Она бросила ящик на то, что, как она надеялась, было травой, но, коснувшись земли, древесина издала пустой стук, как будто упала на каменный пол.
Она нашарила спички в переднем кармане толстовки. Ее руки были реальными. Картонный коробок был реальным. Она сама была реальной и теплой, и плотской.
– Я лучше сгорю. Слышишь меня, сука? Я сгорю прежде, чем достанусь тебе.
Подвижный шорох, в котором слышалась огромная длина и тяжесть, начал кружить вокруг нее.
Эмбер упала на колени.
В деревянном ящике разразился пронзившим ей сердце плачем младенец.
В окружающей пустоте ползали по тому, на чем она теперь сидела, иные, невидимые в абсолютной тьме существа. Они хрипели, всасывая воздух.
Младенец рыдал с поглощающим все, затмевающим все отчаянием; звук из начала времен.
Кружащее движение приближалось к Эмбер.
Когда спичка зажглась, поначалу она озарила только ее ноги и ящик. Но потом воздух за пламенем, над полями кукурузы, словно просветлел. Эмбер казалось, что это красное солнце понимается из моря, из-за горизонта, чтобы залить этим невыносимо прекрасным алым огнем все небо.
Другой рукой она откручивала крышку канистры.
Который час? Настал ли для меня рассвет?
Кто-то заговорил рядом с ее ухом. Она подавила вскрик, но уронила спичку в холодный мрак, где та потухла. Эмбер не стала поворачивать дрожащую голову к лицу, оказавшемуся так близко, чтобы пробормотать:
– …вовлечен… ты… ты сказал… не так просто… должна понять… Не собираюсь… Отказываюсь. Я сказала. Я сказала… не перестал… и посмотри… что случилось… свет… вообще слушаешь?
Ее руки ужасно тряслись, но ослабшие от страха пальцы смогли ухватиться за ручку канистры, и перевернуть горлышко над фиолетовым занавесом ящика, который она уронила на землю. Бензиновая вонь поначалу словно оживила ее, а потом вызвала тошноту.
– Мне холодно… Мне так холодно… Обними меня. Мне холодно… Мне так холодно… Обними меня. Мне холодно… Мне так холодно… Обними меня. – Дыхание девушки у ее затылка было ледяным.

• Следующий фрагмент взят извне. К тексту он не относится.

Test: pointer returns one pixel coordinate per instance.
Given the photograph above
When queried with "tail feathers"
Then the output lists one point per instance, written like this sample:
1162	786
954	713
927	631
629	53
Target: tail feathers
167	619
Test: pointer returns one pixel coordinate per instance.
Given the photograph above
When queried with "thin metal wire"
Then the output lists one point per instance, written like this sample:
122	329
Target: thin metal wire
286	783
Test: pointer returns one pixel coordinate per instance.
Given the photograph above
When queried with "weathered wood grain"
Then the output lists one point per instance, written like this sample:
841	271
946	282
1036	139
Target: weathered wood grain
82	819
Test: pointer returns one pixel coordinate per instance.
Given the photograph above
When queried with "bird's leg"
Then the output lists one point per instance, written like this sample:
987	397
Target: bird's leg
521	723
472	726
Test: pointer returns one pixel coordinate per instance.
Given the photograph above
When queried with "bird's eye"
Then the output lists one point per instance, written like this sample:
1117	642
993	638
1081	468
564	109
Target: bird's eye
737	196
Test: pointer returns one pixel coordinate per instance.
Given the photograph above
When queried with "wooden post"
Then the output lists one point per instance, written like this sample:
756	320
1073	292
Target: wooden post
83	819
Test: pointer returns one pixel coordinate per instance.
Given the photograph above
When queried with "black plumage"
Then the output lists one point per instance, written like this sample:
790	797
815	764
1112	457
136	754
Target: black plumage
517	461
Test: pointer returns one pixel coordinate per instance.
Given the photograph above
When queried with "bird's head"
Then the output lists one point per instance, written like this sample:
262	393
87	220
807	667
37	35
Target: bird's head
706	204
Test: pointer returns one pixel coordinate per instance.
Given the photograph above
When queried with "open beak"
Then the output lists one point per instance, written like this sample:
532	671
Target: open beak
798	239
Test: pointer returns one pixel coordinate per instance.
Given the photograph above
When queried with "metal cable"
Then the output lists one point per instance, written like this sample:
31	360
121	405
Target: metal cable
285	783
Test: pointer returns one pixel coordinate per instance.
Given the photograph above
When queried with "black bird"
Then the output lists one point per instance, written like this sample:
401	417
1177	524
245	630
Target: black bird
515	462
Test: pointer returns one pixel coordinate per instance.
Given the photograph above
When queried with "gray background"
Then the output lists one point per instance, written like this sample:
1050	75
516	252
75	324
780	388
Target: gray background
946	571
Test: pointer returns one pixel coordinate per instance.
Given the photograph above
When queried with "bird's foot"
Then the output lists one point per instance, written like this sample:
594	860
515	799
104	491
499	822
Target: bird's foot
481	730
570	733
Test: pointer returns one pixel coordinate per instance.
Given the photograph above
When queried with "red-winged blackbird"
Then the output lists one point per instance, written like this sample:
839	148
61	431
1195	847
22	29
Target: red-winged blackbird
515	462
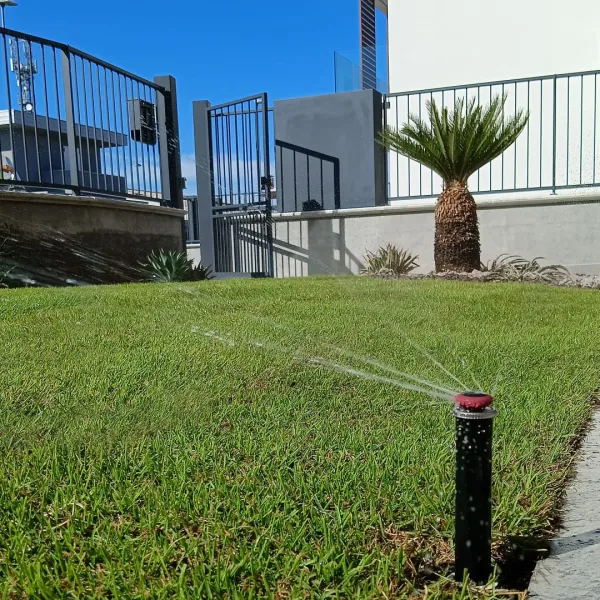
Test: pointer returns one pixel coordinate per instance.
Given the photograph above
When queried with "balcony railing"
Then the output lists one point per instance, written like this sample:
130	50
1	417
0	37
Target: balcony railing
559	149
69	120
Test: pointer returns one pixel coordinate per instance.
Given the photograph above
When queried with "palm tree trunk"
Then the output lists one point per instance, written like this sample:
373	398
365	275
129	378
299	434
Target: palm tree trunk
457	245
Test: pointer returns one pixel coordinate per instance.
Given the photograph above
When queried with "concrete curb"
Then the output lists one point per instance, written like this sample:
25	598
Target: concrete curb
571	571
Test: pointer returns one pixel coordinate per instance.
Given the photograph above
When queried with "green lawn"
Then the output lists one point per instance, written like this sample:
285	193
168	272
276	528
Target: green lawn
143	458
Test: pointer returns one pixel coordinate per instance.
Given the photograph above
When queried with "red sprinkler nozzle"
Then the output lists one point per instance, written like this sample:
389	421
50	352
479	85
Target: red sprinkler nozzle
474	400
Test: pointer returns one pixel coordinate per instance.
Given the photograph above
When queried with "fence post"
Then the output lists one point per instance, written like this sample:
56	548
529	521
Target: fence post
170	153
204	181
70	119
554	136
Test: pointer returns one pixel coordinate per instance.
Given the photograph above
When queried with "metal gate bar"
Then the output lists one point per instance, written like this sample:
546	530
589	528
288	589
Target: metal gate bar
241	183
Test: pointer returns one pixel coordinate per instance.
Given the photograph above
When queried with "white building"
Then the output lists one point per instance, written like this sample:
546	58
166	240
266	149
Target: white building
541	54
437	43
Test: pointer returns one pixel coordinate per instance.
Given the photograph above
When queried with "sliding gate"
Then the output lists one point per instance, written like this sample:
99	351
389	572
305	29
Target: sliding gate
241	187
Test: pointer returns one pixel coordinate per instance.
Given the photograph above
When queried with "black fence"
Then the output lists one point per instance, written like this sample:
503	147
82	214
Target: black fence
240	170
559	149
72	121
306	180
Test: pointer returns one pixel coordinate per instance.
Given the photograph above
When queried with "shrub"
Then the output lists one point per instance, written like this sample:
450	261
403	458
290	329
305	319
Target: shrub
389	260
175	266
512	267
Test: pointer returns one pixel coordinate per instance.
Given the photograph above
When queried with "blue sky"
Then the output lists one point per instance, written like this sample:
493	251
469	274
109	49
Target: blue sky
218	50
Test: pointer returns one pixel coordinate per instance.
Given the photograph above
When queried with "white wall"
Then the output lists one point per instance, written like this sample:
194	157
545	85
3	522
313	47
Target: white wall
562	229
437	43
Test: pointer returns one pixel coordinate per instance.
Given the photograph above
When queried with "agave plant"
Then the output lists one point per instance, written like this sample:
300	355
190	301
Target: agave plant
389	260
174	266
518	268
456	144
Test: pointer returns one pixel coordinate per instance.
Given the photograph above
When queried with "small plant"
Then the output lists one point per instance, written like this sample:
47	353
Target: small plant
200	273
517	268
175	266
389	260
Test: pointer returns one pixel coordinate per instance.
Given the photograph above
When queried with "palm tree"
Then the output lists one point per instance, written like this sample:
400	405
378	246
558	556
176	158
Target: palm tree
455	145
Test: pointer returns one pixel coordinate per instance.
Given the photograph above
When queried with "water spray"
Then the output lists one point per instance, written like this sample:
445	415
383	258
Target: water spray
473	529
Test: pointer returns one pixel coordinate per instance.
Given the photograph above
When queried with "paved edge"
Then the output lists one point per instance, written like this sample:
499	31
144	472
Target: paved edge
571	571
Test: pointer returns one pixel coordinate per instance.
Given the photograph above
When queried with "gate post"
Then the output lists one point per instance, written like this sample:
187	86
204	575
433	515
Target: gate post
204	202
170	152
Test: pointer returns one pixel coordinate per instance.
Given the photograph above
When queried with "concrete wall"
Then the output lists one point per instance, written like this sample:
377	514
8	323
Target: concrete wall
560	228
436	43
57	239
342	126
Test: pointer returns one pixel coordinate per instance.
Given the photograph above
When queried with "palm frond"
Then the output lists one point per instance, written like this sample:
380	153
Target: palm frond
455	144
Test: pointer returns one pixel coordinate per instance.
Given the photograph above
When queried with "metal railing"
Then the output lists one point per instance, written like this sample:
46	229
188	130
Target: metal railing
299	186
73	121
559	148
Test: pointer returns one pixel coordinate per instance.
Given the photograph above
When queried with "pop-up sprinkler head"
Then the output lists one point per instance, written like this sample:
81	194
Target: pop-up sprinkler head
473	529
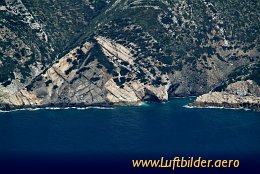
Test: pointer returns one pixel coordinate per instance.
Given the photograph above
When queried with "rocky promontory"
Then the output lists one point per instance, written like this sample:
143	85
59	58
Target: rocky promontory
240	95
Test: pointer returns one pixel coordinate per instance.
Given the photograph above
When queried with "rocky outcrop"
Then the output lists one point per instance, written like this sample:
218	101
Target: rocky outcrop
81	78
81	53
242	94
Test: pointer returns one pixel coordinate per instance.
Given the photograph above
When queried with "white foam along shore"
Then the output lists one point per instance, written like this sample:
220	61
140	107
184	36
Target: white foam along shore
214	107
57	108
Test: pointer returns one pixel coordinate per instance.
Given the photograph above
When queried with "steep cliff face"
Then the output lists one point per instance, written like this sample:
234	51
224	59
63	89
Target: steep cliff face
242	94
79	53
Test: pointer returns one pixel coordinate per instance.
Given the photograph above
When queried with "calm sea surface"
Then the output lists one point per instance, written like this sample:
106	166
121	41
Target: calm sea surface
155	130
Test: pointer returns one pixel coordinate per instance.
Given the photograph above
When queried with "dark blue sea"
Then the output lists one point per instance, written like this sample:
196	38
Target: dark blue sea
106	140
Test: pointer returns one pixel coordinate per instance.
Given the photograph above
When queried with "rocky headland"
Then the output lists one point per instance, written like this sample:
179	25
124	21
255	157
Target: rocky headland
238	95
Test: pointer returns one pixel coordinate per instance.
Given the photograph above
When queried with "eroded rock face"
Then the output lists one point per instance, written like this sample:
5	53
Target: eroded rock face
80	79
242	94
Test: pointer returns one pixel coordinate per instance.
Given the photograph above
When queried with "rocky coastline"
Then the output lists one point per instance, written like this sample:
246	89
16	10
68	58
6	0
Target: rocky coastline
238	95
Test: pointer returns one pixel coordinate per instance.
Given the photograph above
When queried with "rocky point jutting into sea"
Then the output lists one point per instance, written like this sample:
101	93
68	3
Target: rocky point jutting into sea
242	94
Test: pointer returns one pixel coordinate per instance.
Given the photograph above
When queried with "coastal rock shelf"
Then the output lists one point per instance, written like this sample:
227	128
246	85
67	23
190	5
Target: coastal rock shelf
242	94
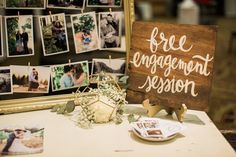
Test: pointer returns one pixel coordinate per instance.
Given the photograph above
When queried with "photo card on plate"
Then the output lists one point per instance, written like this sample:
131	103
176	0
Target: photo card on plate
54	35
19	35
110	30
84	27
25	4
71	4
5	81
104	3
30	79
71	75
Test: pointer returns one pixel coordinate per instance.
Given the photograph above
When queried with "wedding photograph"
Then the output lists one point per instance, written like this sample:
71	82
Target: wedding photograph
19	36
66	4
104	3
1	39
84	27
67	76
30	79
54	34
21	140
5	81
25	4
113	67
110	30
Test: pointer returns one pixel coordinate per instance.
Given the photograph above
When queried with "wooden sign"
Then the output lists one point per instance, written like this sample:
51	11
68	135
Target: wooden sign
171	64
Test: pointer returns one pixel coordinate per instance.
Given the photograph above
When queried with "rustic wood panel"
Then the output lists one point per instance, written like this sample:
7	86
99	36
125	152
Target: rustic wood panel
196	50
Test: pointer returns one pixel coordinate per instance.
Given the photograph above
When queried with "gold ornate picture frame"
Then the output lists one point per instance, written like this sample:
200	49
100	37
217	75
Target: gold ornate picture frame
46	102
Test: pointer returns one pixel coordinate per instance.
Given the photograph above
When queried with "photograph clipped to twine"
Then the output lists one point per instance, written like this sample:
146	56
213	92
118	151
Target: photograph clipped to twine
104	3
21	140
71	75
19	35
110	30
5	81
71	4
30	79
54	35
84	27
25	4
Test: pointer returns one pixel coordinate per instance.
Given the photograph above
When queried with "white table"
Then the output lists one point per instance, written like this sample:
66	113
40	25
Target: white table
63	138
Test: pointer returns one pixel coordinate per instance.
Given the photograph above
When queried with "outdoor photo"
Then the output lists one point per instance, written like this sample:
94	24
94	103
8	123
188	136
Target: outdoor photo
19	34
25	4
85	32
69	4
104	3
68	76
54	34
5	81
19	140
110	30
113	67
30	79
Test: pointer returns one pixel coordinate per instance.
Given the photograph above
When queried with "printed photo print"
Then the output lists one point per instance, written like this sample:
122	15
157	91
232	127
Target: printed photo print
5	81
25	4
113	67
19	140
110	30
85	32
19	34
104	3
30	79
2	3
1	39
68	76
54	34
66	4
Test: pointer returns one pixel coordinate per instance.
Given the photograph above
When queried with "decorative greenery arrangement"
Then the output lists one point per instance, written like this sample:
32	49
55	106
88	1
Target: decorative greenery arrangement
97	105
86	23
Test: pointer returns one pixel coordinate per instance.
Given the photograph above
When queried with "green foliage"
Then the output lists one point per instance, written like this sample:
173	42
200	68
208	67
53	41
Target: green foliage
86	22
28	23
58	73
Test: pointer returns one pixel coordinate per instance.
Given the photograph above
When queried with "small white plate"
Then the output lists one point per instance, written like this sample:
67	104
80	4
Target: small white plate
153	139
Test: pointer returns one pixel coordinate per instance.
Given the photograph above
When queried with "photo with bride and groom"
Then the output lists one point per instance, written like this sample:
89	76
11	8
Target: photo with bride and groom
20	140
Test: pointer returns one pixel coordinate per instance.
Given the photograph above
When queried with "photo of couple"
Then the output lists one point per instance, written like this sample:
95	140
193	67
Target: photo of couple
69	76
19	140
54	34
85	32
25	4
28	79
113	67
110	30
19	36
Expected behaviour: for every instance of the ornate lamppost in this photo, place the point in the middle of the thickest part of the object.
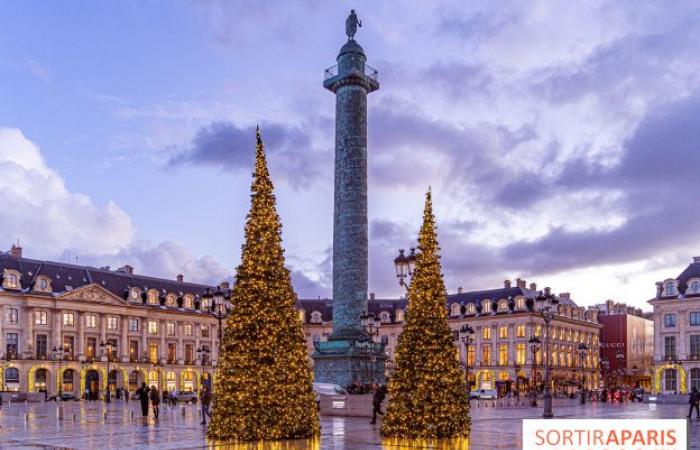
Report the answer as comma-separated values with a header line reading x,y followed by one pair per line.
x,y
405,265
467,335
548,301
535,343
220,308
107,351
582,351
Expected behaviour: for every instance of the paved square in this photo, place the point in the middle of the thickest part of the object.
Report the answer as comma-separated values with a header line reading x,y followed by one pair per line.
x,y
100,426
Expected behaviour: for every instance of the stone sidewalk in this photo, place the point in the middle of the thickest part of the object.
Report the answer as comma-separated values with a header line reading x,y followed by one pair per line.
x,y
100,426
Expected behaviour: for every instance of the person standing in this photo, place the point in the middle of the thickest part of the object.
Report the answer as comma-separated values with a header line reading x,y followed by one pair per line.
x,y
694,402
205,400
155,401
142,392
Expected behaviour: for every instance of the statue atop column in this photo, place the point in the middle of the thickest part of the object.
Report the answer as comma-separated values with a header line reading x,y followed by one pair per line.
x,y
351,24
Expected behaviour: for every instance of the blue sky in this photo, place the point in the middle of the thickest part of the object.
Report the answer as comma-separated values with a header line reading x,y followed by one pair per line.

Младенец в ящике завопил с новой силой. Новорожденный пинался и боролся за жизнь за промокшим фиолетовым занавесом.
Топорщится черная хитиновая чешуя. Черные зубы на нитке. Руки обездоленных вздымаются к потолку черной часовни. Высохший мужчина на розовой постели, глаза его открыты. Мать стоит, завернутая в пленку, кожа ее вся в пятнах, как корочка пудинга.
Который час?
Эмбер присоединилась к младенцу в его страданиях и безысходности, и ужасе, и зарыдала, почувствовав, как сознание уплывает прочь, освобождая место для порыва, нужды кричать, пока позади ее глаз не лопнет, разбрызгивая кровь, артерия.
Стягивающееся кольцо, и его шорох по влажному камню, почти добрались до нее.
Слабые руки Эмбер зажгли вторую спичку. Уронили пылающую палочку на крохотный королевский занавес ада.
Огонь облизал бензин синим языком. Колыхнулся и заплясал оранжевыми кончиками. И вспыхнул так яростно, что Эмбер показалось, будто она очутилась в сердце взрыва. С треском сгорела челка. Огонь облизал ее брови. Перекинулся на одну ногу. Солнечный жар обхватил лицо.